Another explanation proposed by the Library of Congress is that costumes permitted people to make problems, beg for food, and generally act in ways they wouldn’t typically do without fear of being recognized.

They weren’t fleeing from ghosts; they were fleeing from snobby neighbors.

Conclusion

It’s no surprise that Halloween has a rich, complex, and enigmatic past as (perhaps) the most fascinatingly odd festival there is. 

Thanks to all the candy intake, dress-up chances, mischief-making, and dark side dabbling, the event is traced back to an ancient Celtic festival. It only gets more complicated from there.

The custom dates back to the ancient Celtic celebration of Samhain when people lit bonfires and dressed up in costumes to fend off ghosts.

On November 1, druids erected massive sacred bonfires to celebrate the festival, where people came to burn crops and animals as sacrifices to the Celtic gods. 

It signaled the end of summer and harvest and the start of the dark, frigid winter, a season connected with human death.

Celts thought that the line between the living and the dead blurred during the night before New Year’s Day.

They celebrated Samhain on October 31 when they thought that the spirits of the dead had returned to earth. 

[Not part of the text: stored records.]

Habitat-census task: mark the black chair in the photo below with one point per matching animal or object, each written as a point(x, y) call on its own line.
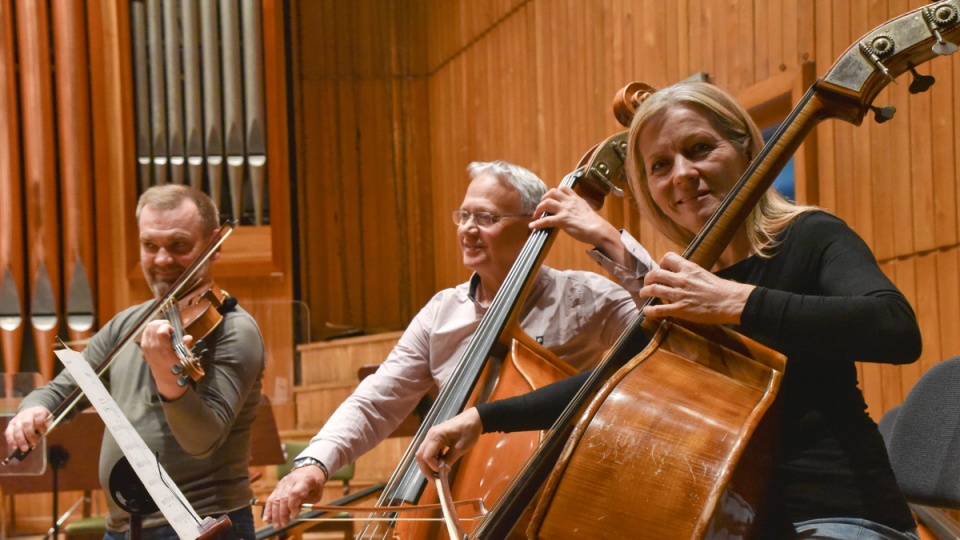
point(923, 440)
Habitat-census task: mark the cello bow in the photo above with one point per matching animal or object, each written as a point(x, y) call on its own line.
point(846, 92)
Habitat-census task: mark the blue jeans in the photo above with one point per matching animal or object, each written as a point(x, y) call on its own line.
point(241, 519)
point(848, 529)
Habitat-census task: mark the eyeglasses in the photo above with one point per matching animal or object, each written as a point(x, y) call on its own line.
point(482, 219)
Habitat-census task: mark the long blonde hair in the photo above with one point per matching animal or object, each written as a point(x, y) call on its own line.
point(770, 216)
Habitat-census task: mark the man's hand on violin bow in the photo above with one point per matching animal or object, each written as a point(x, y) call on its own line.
point(26, 428)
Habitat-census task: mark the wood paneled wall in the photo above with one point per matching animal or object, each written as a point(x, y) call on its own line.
point(388, 122)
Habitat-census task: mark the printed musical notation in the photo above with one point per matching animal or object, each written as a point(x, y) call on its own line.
point(173, 505)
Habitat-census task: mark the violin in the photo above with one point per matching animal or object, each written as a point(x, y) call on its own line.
point(197, 313)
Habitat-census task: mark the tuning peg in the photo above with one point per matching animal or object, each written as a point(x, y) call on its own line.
point(882, 114)
point(920, 83)
point(937, 19)
point(944, 48)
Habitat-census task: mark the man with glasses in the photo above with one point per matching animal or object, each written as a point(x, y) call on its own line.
point(576, 315)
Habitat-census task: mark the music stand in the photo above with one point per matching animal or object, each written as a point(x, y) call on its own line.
point(73, 453)
point(265, 446)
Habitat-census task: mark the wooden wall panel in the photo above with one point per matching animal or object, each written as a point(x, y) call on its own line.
point(361, 150)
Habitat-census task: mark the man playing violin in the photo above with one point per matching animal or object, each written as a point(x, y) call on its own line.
point(200, 429)
point(577, 315)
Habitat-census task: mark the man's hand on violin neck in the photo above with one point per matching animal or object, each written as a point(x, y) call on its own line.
point(157, 348)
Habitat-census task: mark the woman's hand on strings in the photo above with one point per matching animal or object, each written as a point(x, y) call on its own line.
point(27, 428)
point(449, 440)
point(304, 484)
point(689, 292)
point(570, 212)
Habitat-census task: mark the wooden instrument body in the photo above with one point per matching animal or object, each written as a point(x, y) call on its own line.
point(673, 445)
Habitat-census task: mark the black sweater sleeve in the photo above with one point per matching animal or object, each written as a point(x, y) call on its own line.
point(535, 410)
point(849, 310)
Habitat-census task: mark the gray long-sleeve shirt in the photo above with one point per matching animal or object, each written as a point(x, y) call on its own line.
point(203, 437)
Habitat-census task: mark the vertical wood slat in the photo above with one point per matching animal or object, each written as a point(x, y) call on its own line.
point(11, 228)
point(39, 168)
point(942, 139)
point(902, 218)
point(73, 125)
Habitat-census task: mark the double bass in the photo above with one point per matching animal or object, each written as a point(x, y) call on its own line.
point(673, 433)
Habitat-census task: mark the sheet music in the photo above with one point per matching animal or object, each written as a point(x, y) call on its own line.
point(173, 505)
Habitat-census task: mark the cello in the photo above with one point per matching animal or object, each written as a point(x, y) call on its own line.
point(614, 438)
point(500, 361)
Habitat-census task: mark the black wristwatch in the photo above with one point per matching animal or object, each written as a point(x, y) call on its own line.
point(307, 460)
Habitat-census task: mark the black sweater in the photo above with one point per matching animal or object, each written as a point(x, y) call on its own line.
point(823, 301)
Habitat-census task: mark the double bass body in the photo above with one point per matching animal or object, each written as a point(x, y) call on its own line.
point(676, 444)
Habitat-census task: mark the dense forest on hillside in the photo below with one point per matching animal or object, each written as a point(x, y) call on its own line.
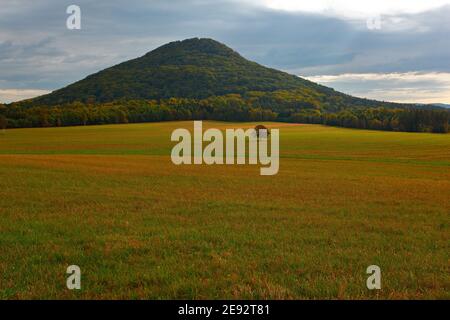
point(204, 79)
point(233, 107)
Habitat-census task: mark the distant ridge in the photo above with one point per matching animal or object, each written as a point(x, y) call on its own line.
point(193, 68)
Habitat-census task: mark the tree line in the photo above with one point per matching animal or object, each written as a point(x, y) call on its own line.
point(232, 107)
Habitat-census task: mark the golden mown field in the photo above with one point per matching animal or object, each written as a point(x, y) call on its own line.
point(108, 199)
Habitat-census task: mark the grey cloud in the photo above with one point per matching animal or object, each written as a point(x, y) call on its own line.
point(38, 52)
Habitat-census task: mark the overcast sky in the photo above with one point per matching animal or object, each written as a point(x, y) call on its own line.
point(396, 50)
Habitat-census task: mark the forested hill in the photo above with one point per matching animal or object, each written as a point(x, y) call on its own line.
point(199, 79)
point(193, 68)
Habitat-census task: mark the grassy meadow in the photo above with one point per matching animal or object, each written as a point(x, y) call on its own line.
point(109, 199)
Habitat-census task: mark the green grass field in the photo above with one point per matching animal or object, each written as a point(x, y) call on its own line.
point(109, 199)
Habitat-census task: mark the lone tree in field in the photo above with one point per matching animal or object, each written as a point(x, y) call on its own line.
point(260, 133)
point(3, 123)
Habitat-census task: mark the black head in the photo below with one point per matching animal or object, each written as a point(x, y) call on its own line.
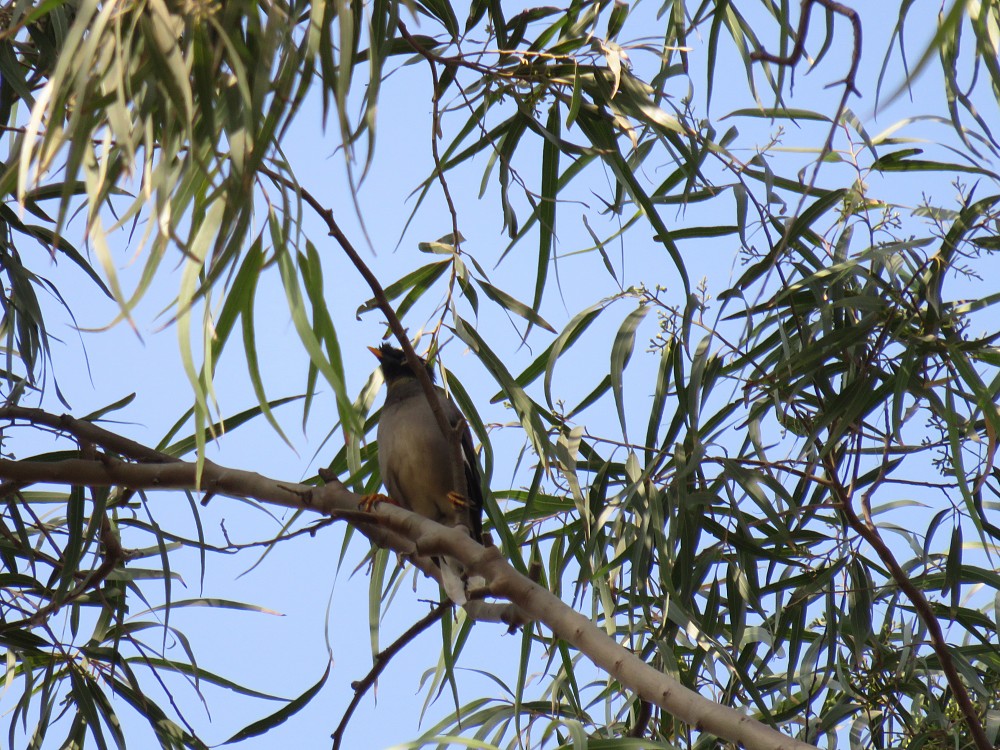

They relight their hearth fires, which had been extinguished earlier that evening, from the sacred bonfire after the festival to help protect them over the approaching winter.

Taking inspiration from European customs, Americans began dressing up in costumes and going door to door asking for food or money, a practice that evolved into the “trick-or-treat” ritual we know today. 

Halloween had evolved into a secular but community-centered event by the 1920s and 1930s, with parades and town-wide Halloween festivities as the main attractions.